‘Comprehensive immigration reform,” a deal on which is reportedly imminent, has a lot of moving parts — too many, in truth, as with most “comprehensive” legislation. Among the costs of comprehensivism is that debate over such bills often gets bogged down in the many details. Americans seeking to evaluate any deal should ask three questions about it to cut through the noise.
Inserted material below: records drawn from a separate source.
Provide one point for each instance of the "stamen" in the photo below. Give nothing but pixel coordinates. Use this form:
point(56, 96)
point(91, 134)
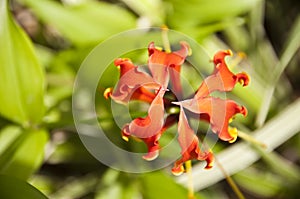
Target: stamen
point(251, 139)
point(233, 132)
point(188, 169)
point(165, 39)
point(107, 93)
First: Will it encourage future illegal immigration? This has always been the greatest risk of proposals to provide legal status for current illegal immigrants: that it will be seen as a reason for others to come here illegally on the theory that eventually they and their children will be made legal too — and with the understanding that certainly no one will be deported. Answering this question requires knowing the answers to sub-questions too: Will the deal grant legal status before it increases enforcement? Does it enable activist groups to keep enforcement tied up in court for years while legalization proceeds? Will the process of legalizing illegal immigrants stretch the immigration bureaucracy too thin to keep up enforcement? Will enforcement be robust at the workplace as well as the border? (Roughly half of illegal immigrants come here legally and overstay their visas, and border enforcement won’t have any effect on them.) Do we have reason to think that “guest workers” who stay past their terms will be deported? Does the deal say anything about how to handle guest workers who have children while here? Our skepticism about all of these issues inclines us toward an enforcement-first strategy for immigration reform, but we will be awaiting the deal-makers’ answers to these questions.
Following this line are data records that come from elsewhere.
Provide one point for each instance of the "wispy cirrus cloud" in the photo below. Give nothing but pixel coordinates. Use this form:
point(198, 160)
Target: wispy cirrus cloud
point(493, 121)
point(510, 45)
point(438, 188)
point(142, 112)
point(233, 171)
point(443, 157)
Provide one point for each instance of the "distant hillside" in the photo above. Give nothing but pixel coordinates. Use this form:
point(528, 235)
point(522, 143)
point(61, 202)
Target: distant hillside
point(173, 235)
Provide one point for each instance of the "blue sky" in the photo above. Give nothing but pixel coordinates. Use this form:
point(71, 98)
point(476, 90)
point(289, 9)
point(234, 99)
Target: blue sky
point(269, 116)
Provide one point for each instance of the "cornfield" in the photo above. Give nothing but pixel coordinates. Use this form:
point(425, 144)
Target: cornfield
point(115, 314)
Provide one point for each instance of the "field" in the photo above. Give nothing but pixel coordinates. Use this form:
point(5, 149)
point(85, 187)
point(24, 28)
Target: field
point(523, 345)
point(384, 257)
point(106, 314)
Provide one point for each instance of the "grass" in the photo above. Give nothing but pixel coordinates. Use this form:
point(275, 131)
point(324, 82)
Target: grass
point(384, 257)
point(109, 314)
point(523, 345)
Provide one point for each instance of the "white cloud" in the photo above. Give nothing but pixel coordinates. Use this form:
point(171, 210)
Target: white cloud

Second: Will it increase the problems associated with illegal immigration? It may be true, as advocates of letting more relatively unskilled immigrants come here say, that these immigrants will not cause any more strain on public budgets than do native-born Americans in the same economic circumstances. Increasing the number of low-income people here, though, is bound to increase public spending, and not just on “welfare” narrowly defined. Does the deal include strong safeguards to prevent this?
Third: Will it promote assimilation? The United States is not just a market; it is a nation. Would this legislation make it more or less likely that the people who live in the United States think of themselves as a part of the same people, participating in the same culture and political process? Or would it encourage ethnic balkanization? Assimilation is likely to go easier when immigrant inflows are small and diverse: Does the legislation move us in this direction? Or does it abandon the civic ideal of assimilation by promoting reliance on a class of imported workers without the rights and responsibilities of Americans?
We are not dead-set against providing legal status to some large group of illegal immigrants under circumstances where doing so serves the national interest. Whether or not this deal does so depends on whether it yields satisfactory answers to these questions.